As a consequence of diagnosis at advanced disease stages, cervical lymphadenectomy was needed in about 70% of the cases, with confirmed metastasis in 32.9% of the histopathological exams.

For tumors at advanced stages (III and IV) and with unfavorable risk factors, postsurgical adjuvant treatments are needed, and a large part of the sample was submitted to adjuvant radiotherapy (46.7%) and chemotherapy (31.9%).

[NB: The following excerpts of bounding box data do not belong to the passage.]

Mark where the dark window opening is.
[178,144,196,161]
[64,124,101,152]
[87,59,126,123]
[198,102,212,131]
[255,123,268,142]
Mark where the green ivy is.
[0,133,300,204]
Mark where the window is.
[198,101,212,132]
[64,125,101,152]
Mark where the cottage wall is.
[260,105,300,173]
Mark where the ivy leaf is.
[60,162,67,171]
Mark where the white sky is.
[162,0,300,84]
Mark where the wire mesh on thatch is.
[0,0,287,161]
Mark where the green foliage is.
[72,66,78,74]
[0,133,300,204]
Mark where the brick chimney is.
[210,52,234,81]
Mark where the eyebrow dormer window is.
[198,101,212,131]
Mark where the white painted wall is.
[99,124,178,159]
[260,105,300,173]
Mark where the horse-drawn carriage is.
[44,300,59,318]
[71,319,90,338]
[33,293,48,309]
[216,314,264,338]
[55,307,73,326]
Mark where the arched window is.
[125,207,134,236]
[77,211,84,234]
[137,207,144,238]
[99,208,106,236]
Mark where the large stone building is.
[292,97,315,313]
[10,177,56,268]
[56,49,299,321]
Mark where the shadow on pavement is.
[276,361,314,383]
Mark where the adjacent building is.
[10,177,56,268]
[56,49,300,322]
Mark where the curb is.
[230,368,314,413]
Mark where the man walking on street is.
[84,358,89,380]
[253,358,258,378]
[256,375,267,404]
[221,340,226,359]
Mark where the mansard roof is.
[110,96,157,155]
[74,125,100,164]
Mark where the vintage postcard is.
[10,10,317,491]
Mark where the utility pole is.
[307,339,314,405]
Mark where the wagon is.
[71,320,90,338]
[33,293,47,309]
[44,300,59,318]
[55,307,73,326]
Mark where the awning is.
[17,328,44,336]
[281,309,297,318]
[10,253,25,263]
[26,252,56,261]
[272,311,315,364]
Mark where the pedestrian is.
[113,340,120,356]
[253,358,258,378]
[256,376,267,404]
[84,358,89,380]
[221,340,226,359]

The rate of postoperative complications was significantly lower compared with those reported by similar studies, as observed in a Brazilian retrospective study involving 159 patients, in which 47.3% of the sample had surgical site infection and 53.7% had suture dehiscence ‒ values much higher than those found in the present study (6.1% for wound infection and 7.3% for suture dehiscence). This same study reported that microsurgical flaps would have a much lower risk of orocutaneous fistulae; however, due to the difficult access to microsurgery in our service, this type of flap was performed in only 4% of patients.16

The average number of patients operated on per year was 11, which characterizes this hospital a low-volume hospital. According to an Asian study, from 22 cases/year, a hospital can be considered a high-volume hospital.17 The 3-year survival rate (58.2%) was similar to that observed in high-volume hospitals, as in a study conducted with 58,295 patients in which this rate was 61.5%.10 However, in general, it is observed that patients treated in high- volume institutions have a higher 5-year survival (51.8%) than those treated in low-volume institutions (45.5%).18 It is believed that part of these results can be justified by the fact that high-volume hospitals have more specialized professionals, more multidisciplinary care in the postoperative period, and more intensive care resources.19

Patients with early diagnoses show significant improvement in survival time, as demonstrated in a retrospective study conducted with over 16,000 patients: those diagnosed at earlier stages had a 3-year survival rate of 92.2%, whereas the rate for those with late diagnosis was 70.3% for the same period studied.14

A higher mean mortality rate was found compared with those of high-volume hospitals. According to a Brazilian retrospective study, the 1-year mortality rate for OCC patients was 18.96%, and the risk increases according to age, and has higher prevalence in men from the North and Northeast regions of the country.20

Compared with other reference hospitals and centers, similar percentages were observed in relation to 3-year survival rate, late diagnosis, and epidemiological profile of patients. However, a lower rate of postoperative complications and a higher mean overall mortality were observed. Therefore, it is observed that low-volume hospitals qualified for oncological treatments can present results similar to those of high-volume centers, and are thus a regional option for OCC patients.